Tidy Partner, Edward Fyvie, shares his ‘Top Tips’ for running a successful project. By using a good system that all stakeholders involved can easily adhere to. Edward talks about some features of our Tidy software which will help to track items and materials for different business projects and keep control of costs.
Effective project management is something that most regard as one of the ‘dark arts’, because so many companies, large and small, lose money on projects needlessly, and sometimes spectacularly.
See this article about 10 Construction Projects That Broke The Bank for big losers, old and new.
Dr W. Edwards Deming, regarded as the father of modern quality, created the concept of the PDCA Deming Wheel, in any process you need to, Plan -> Do -> Check -> Act (to correct deviations from plan). Repeat at short intervals until the process is finished. In everyday life we do this unconsciously. Before driving to work we Plan to arrive at work, we Do drive the car, we unconsciously Check the road, car dashboard and other traffic, and we Act to correct deviations from a safe path and speed.
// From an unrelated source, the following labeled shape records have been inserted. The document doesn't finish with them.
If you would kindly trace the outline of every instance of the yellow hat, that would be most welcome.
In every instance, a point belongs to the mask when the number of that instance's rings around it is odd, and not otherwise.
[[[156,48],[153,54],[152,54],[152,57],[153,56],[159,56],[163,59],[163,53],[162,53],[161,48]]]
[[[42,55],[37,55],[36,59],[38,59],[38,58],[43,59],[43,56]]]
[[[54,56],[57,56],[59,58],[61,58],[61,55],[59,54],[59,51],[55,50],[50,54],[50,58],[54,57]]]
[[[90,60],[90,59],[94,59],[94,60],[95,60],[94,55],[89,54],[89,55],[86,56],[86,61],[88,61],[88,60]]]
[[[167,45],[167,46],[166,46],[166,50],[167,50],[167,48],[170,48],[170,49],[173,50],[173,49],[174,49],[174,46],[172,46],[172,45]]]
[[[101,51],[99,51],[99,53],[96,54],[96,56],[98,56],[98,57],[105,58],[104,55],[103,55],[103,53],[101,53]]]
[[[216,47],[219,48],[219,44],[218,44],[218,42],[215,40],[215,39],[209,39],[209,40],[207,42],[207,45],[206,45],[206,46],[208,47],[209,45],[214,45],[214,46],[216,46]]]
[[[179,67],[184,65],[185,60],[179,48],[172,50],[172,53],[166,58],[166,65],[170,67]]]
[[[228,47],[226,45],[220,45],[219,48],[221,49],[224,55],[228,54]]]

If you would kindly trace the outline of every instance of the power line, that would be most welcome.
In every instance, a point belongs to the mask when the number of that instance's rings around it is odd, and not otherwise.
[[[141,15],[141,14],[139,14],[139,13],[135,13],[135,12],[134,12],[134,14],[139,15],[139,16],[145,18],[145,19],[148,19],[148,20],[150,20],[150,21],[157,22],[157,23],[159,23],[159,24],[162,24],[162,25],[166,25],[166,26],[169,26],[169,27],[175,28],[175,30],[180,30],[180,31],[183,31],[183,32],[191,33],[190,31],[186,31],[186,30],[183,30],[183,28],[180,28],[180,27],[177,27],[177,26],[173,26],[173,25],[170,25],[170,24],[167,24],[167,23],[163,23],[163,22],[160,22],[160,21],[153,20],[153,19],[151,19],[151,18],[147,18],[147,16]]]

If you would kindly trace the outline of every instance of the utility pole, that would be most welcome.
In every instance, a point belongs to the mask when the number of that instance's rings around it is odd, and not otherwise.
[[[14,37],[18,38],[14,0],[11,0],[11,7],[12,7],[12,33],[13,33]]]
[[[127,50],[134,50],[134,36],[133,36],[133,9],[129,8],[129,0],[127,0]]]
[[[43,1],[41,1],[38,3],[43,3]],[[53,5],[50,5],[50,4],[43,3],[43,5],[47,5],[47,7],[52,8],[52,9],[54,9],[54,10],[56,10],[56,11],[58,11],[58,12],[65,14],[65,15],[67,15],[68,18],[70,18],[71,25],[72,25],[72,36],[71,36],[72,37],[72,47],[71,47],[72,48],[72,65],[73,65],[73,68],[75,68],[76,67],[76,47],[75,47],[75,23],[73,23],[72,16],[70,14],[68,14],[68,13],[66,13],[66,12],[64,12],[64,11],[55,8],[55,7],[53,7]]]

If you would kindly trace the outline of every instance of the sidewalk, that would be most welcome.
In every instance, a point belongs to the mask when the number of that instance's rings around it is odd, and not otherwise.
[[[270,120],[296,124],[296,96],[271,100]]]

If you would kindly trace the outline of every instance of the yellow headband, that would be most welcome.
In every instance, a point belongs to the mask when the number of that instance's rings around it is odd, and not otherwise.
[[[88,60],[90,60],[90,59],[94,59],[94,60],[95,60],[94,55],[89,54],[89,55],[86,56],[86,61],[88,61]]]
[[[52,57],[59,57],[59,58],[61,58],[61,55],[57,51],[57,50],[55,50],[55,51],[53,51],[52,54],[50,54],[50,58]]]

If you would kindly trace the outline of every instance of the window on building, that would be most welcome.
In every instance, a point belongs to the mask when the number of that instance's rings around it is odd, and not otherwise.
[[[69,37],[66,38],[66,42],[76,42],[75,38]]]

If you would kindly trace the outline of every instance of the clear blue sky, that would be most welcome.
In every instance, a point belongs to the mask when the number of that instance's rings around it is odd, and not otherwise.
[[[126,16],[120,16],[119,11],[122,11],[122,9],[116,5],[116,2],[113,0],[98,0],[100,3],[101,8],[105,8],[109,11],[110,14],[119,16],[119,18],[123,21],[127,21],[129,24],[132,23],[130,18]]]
With slower, longer-term processes such as an intense and detailed project, we need to do the same thing. How?
Complementing the PDCA principle is the Lean House concept. A lean organisation has four pillars supporting profitable growth: Safety, Quality, Delivery and Cost (SQDC). While executing PDCA, SQDC must be measured and published at each regular repeat of the cycle. Without these measures, the project will fall off a cliff. The four pillars must rest on a foundation of stability and standardisation. If not, a project can be doomed by the cross-eyed discus thrower principle ‘They seldom hit their targets, but they sure keep the crowd amused and on their toes!’
Note, cost is only a consequence of the first three. A project usually can’t be cost managed to profit. If any one of Safety, Quality and Delivery is substandard, cost suffers. Poor safety affects quality and delivery. Poor quality downgrades delivery performance. Conversely, a consistent delivery performance where safety and quality are performing well and consistently, will result in meeting the customer promise and ‘word of mouth’ marketing of your business.
Project management tools are also necessary. Conventional scheduling management tools such as Gantt charts are useful, however, a methodology known as Critical Chain Project Management CCPM (not critical path) is perhaps more useful. Normally, tasks are all individually padded with time safety buffers. These time pads are invisible, difficult to manage and are wasted. Critical chain reduces all task time estimates to a reasonable minimum and adds one buffer or safety pool task at the end of each critical chain of tasks. The buffer task makes it much easier to manage, and correct time overruns.
Project surveys have indicated CCPM-managed projects consistently finish on or ahead of schedule, compared with two-thirds of conventionally managed projects that finish late.
Add a safety pool task to the Tidy task list.